Excessive protests, the army warned, could lead to civil unrest, while re-iterating that it was not targeting any political group.

“Wisdom, true nationalism and constructive human values that all religions have called for, require us now to avoid taking any exceptional or arbitrary measures against any faction or political current,” the statement said.

Glorious revolution

“Peaceful protest and freedom of expression are rights guaranteed to everyone, which Egyptians have earned as one of the most important gains of their glorious revolution,” according to the army’s statement.

“Excessive use of this right without reason could carry some negative implications, including blocking roads, delaying public benefits and destroying institutions, posing a threat to social peace, the national interest and damaging the security and economy in our precious Egypt.”

Newly sworn-in interim leader Adly Mansour used his inauguration as an apparent attempt to heal the relationship with the Brotherhood.

“The Muslim Brotherhood are part of this people and are invited to participate in building the nation as nobody will be excluded, and if they respond to the invitation, they will be welcomed,” he said.

Brotherhood arrests

Egypt’s army had rounded up the leadership of the Muslim Brotherhood as a top judge took oath of office as the country’s interim leader, a day after the military chief toppled President Mohamed Morsi from power.

The army turned the screws on the Brotherhood on Thursday, with military police arresting the group’s supreme leader Mohamed Badie “for inciting the killing of protesters”, as Brotherhood supporters protested the abrupt end of Morsi’s one year rule.

He, and his powerful deputy, Khairat el-Shater, were wanted for questioning on their role in the killing this week of eight demonstrators in clashes outside the Brotherhood’s Cairo headquarters.

The military chief General Abdel Fattah al-Sisi on Wednesday announced the removal of Morsi after days of nationwide protests by opposition groups calling for the Islamist president’s ouster.

A judicial source said the prosecution would on Monday begin questioning members of the group, including Morsi, for “insulting the judiciary” as the charges begin to pile up.
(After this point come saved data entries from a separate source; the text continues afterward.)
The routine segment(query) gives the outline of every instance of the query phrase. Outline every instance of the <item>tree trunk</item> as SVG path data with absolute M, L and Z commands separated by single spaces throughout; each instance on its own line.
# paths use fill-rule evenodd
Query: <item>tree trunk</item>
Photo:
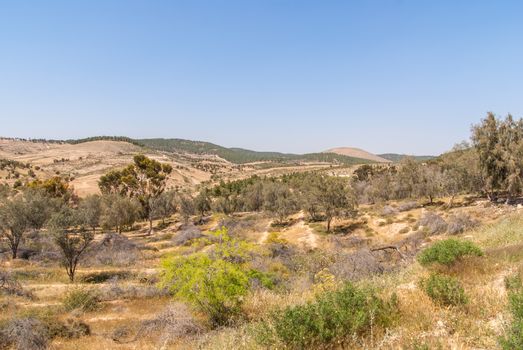
M 332 218 L 327 219 L 327 232 L 331 232 L 331 221 L 332 221 Z
M 153 218 L 149 215 L 149 232 L 147 232 L 147 235 L 150 235 L 151 233 L 153 233 Z

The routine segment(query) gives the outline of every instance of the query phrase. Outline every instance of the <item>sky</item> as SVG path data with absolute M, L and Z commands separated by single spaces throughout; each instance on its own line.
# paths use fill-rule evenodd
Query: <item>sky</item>
M 523 116 L 523 2 L 0 0 L 0 136 L 439 154 Z

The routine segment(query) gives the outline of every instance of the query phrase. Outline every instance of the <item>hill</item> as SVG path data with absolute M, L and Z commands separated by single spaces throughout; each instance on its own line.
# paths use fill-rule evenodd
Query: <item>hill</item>
M 323 153 L 335 153 L 335 154 L 339 154 L 339 155 L 343 155 L 343 156 L 347 156 L 347 157 L 366 159 L 366 160 L 369 160 L 372 162 L 377 162 L 377 163 L 390 163 L 391 162 L 389 159 L 377 156 L 375 154 L 372 154 L 372 153 L 362 150 L 360 148 L 354 148 L 354 147 L 331 148 L 327 151 L 324 151 Z
M 408 154 L 398 154 L 398 153 L 384 153 L 384 154 L 378 154 L 378 156 L 381 158 L 385 158 L 394 163 L 398 163 L 402 159 L 407 158 L 407 157 L 414 158 L 415 160 L 420 161 L 420 162 L 437 158 L 435 156 L 412 156 L 412 155 L 408 155 Z
M 139 139 L 134 140 L 151 149 L 164 152 L 185 152 L 191 154 L 215 155 L 235 164 L 253 162 L 333 162 L 340 164 L 362 164 L 372 161 L 368 158 L 345 154 L 327 155 L 325 153 L 292 154 L 280 152 L 258 152 L 243 148 L 226 148 L 210 142 L 183 139 Z

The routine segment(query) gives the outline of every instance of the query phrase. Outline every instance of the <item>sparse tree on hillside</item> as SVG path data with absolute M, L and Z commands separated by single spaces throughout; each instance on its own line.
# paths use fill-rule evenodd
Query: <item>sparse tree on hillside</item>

Other Brotherhood leaders would be questioned on the same charges, including the head of the group’s political arm Saad al-Katatni, Mohammed al-Beltagui, Gamal Gibril and Taher Abdel Mohsen.

Morsi and other senior leaders have also been banned from travel pending investigation into their involvement in a prison break in 2011.

The deposed president himself has been held in an unknown location since the generals pushed him out.